There’s an important difference between providing therapeutic advice and making relatable content, creators maintain. But those lines can blur quickly.
In addition to making posts for her 129,000 Instagram followers, Siddiqi treats clients over video call. They often send her posts from other mental health creators to discuss during their sessions, and she helps them to assess the information and decide whether it applies.
The posts lead to good conversations and deeper insights, Siddiqi said. But she worries about where the algorithm sends people afterward and whether audiences get enough time to reflect. It’s easy for people without real-life support to misinterpret mental health content or unfairly label themselves or others, she said.
The idea of people piecing together their own mental health journeys on a monetized, algorithm-influenced app can feel scary, but critics need to pump the brakes, said Dusty Chipura, who makes TikTok videos about attention-deficit/hyperactivity disorder (ADHD) and mental health. She isn’t too worried about self-diagnosis, because totally healthy people aren’t generally the ones scrolling for information about symptoms and treatments, she said. Furthermore, health-care professionals habitually discount people’s concerns, she said, which means that many people with real disorders may never get formal diagnoses.
“You don’t need a diagnosis of ADHD to benefit from the tips and tricks and strategies,” Chipura said.
Audiences know to consider the context and to not accept every word uttered by a creator as truth, said Nedra Glover Tawwab, a licensed therapist and Instagram creator with 1.5 million followers. As with any marketplace, the onus is on consumers to decide whether they’re buying what a particular creator is selling, she said.

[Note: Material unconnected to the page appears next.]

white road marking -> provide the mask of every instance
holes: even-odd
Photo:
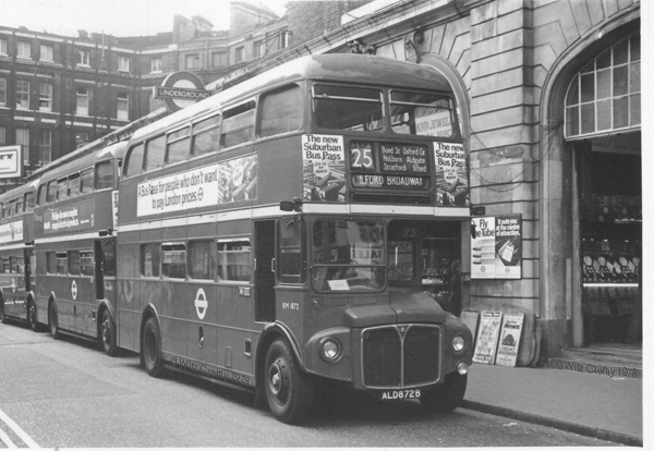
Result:
[[[13,432],[14,432],[16,436],[19,436],[19,438],[20,438],[21,440],[23,440],[23,442],[24,442],[24,443],[25,443],[25,444],[26,444],[28,448],[40,448],[40,447],[39,447],[39,446],[36,443],[36,441],[34,441],[34,440],[32,439],[32,437],[29,437],[29,436],[27,435],[27,432],[25,432],[25,431],[23,430],[23,428],[21,428],[21,426],[19,426],[19,425],[16,424],[16,422],[14,422],[13,419],[11,419],[11,418],[10,418],[10,417],[9,417],[9,416],[8,416],[8,415],[4,413],[4,412],[2,412],[1,410],[0,410],[0,422],[3,422],[3,423],[7,425],[7,426],[9,426],[9,427],[11,428],[11,430],[12,430],[12,431],[13,431]],[[0,432],[2,432],[2,430],[1,430],[1,429],[0,429]],[[2,432],[2,434],[4,434],[4,432]],[[2,438],[2,437],[0,436],[0,438]],[[7,437],[7,439],[9,439],[9,437]],[[4,439],[3,439],[3,441],[4,441]],[[13,442],[12,442],[11,440],[9,440],[9,442],[5,442],[5,444],[7,444],[9,448],[11,448],[11,446],[10,446],[9,443],[12,443],[12,444],[13,444]],[[14,448],[16,448],[16,446],[15,446],[15,444],[14,444]]]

In the world of online mental health guidance, there’s little accountability for platforms or creators if something goes wrong.

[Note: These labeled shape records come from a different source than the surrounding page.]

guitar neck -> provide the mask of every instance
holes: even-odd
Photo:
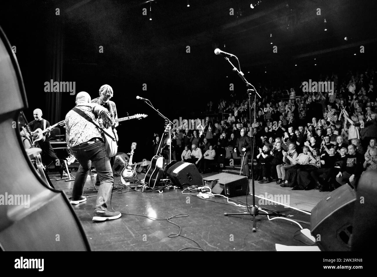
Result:
[[[115,119],[116,122],[120,122],[124,121],[125,120],[129,120],[130,119],[133,119],[136,118],[136,115],[131,115],[130,116],[126,116],[126,117],[121,117],[120,118],[117,118]]]
[[[130,156],[130,161],[128,163],[130,164],[132,164],[132,156],[133,156],[133,151],[131,153],[131,156]]]

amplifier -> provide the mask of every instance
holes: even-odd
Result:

Instagram in June launched a pilot called the Well-being Creator Collective, which it says provides funding and education to about 50 U.S. creators to help them produce “responsible” content on emotional well-being and self-image. The program is guided by a committee of outside experts, the company says.
Linda Charmaraman, senior research scientist and director of the Youth, Media & Wellbeing Research Lab at Wellesley Centers for Women, is on that committee and said that overall, participants seem to care deeply about using their platforms for good.

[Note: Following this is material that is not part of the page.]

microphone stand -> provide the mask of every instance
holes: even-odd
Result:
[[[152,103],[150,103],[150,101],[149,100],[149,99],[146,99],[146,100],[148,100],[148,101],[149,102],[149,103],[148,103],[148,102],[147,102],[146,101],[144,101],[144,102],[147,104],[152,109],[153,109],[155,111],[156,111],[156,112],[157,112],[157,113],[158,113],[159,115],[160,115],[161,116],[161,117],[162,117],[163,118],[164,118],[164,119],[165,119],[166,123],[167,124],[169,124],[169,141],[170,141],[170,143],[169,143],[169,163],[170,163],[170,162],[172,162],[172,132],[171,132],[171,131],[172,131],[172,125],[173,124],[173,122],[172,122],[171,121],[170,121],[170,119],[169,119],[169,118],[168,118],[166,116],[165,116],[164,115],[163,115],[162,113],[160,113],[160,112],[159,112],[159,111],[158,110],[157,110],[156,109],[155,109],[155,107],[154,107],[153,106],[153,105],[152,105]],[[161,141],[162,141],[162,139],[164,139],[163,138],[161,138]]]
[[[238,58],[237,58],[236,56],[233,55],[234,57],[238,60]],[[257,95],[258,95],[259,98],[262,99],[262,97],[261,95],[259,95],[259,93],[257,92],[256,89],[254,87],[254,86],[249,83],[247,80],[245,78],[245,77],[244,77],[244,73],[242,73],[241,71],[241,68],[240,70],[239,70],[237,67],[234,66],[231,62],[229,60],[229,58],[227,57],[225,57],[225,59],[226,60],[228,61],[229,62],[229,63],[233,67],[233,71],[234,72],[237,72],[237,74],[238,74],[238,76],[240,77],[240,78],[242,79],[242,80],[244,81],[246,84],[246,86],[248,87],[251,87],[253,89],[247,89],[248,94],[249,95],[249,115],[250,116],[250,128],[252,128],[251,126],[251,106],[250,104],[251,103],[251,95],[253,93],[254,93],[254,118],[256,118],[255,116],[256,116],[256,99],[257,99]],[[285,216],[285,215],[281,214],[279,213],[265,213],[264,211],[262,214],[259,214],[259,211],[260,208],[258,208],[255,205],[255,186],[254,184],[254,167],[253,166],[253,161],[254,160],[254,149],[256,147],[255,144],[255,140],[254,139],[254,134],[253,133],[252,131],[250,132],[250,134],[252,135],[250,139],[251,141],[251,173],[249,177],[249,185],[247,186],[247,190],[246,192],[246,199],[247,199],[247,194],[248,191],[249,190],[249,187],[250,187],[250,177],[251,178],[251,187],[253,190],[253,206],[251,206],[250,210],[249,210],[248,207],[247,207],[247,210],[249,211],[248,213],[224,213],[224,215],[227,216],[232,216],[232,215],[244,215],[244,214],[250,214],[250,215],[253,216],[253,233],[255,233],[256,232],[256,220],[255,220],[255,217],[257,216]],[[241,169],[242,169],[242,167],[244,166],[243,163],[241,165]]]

TikTok said it is “committed to fostering a supportive environment for people who choose to share their personal wellness journeys while also removing medical misinformation and other violations of our policies,” according to a spokeswoman.
“We encourage individuals to seek professional medical advice if they are in need of support,” she said in a statement.
Ideally, social media apps should be one item in a collection of mental health resources, said Jodi Miller, a researcher at Johns Hopkins University School of Education who studies the relationships among young people, technology and stress.
“Young people need evidence-based sources of information outside the internet, from parents and schools,” Miller said.
Often, those resources are unavailable. So it’s up to consumers to decide what mental health advice they put stock in, Fisher-Quann said. For her, condescending health-care providers and the warped incentives of social media platforms haven’t made that easy. But she thinks she can get better — and that her followers can, too.
“It all has to come from a place of self-awareness and desire to get better. Communities can be extremely helpful for that, but they can also be extremely harmful for that,” she said.
Linda Chong in San Francisco contributed to this report.